Qui a Palermo, nelle fermate dell’autobus della centralissima via Libertà, il percorso indicato nelle tabelle risale a molti mesi fa, cioè a prima dell’istituzione della zona pedonale a piazza Politeama e via Ruggero Settimo (con conseguente deviazione degli autobus su via Dante e rientro in via Roma da via Goethe, Porta Carini e via Cavour).
Di questa deviazione nelle tabelle (come si vede dalla foto che allego qui di seguito) non si dà alcuna informazione.
Ma del resto a chi si dovrebbe dare? I palermitani, quelli almeno che prendono il bus (che sono una minoranza sventurata), lo sanno (o lo scoprono di volta in volta); ai turisti già è tanto che si garantisca un autobus ogni mezzora.
Mezzora è infatti il tempo che ho atteso, dalle 14,30 alle 15, perché passasse dalla fermata di via Ugdulena il bus 101 (la cui frequenza, sempre secondo le surreali indicazioni della tabella, dovrebbe essere di 4’ e che dovrebbe essere il fiore all’occhiello del trasporto pubblico palermitano).
Quando è arrivato, ovviamente il mezzo era strapieno di gente; aggiungo per dovere di cronaca che sono stato l’unico a fare il biglietto (e certo tutti gli altri non erano abbonati).
Come corollario grottesco, il display all’interno del bus indicava la data “08.05.22” (!!) e, come orario, le 17,25 (erano le 15,10 circa).

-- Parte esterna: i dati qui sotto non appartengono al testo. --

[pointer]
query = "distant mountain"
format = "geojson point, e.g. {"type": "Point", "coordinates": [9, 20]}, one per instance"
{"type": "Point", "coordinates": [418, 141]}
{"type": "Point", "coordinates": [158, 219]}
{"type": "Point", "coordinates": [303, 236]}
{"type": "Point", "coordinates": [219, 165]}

Sicuramente il futuro sindaco di Palermo, chiunque sarà, cambierà il modo di fare dell’AMAT (che, contrariamente al suo significato latino, “non ama” i suoi passeggeri): rinnoverà le tabelle a tutte le fermate indicando i percorsi effettivi, garantirà che siano rispettati i tempi e le frequenze previste, aggiornerà (o oscurerà per decenza) i display all’interno del bus e disporrà severi controlli per impedire che i palermitani continuino il loro secolare gemellaggio coi portoghesi.
Non vediamo l’ora!
P.S.: mi astengo per carità di patria sicula dall’impietoso confronto con i mezzi pubblici che ho usato la settimana scorsa a Milano; non serve fare piovere sul bagnato (ma francamente ci si vergogna di dovere vedere una realtà così degradata, di cui – ed è questa la cosa più grave – qui non ci si rende nemmeno più conto).